The Short Divide

I participated on a panel of men this past weekend addressing a small conference of women who had spent two days learning about the opposite sex from expert women instructors.  We the panelists were the final authority, I guess. Seems like we’ve been puzzling with gender differences since humans first took a look between their legs and realized something was different, and in particular since about 1967 when most of the western half of the planet began letting go of a 10,000 year-old paradigm at the sometimes vociferous request of its women. All for the better, I say, this paradigm shift. It was inevitable, and perhaps a longtime coming. But I do not find women all that mysterious, I have to admit, at least no more mysterious than anyone else who isn’t me. As writers, it won’t do to romanticize or (of course) villainize the opposite sex. I think, for instance, of Sue MIller. A portion of The Lake Shore Limited is told from the point-of-view of a middle-aged male actor. The portrait is intimate, sexual, psychological, and Miller doesn’t drop a gender stitch.

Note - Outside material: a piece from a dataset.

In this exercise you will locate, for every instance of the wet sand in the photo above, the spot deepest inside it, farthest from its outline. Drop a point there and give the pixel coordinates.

I don’t know if my female characters have been as true as Miller’s male character was in that book, but if one person can do it, anyone can do it. And it’s simple, in a way. You simply turn a compassionate eye on your characters and you soon discover they will always have more in common with you than you at first imagined. The trick, as always, is to hold that compassion for as long as possible, without letting your quibbles with your father or mother or husband or whomever sneak in and contaminate your work with the idea of an uncrossable divide between men and women.

I reject the concept of some great divide between the sexes. I see the divide between all people being exactly equal. That it is easier to cross the divide between you and someone else who looks and talks and pees like you does not make the divide any wider than that between you and someone who does all those things a little differently. The difference is that with some people you have learned the route across that divide and so you can cross it quickly and without thinking. But the distance is no shorter.

I know it can be fatiguing learning new routes over and over, and at times you can become lost, particularly if you believe the route should be the same with each person. But every time you make that journey with someone new, you draw the world a little closer to you, just as your perception of any journey shortens the more times you have traveled it.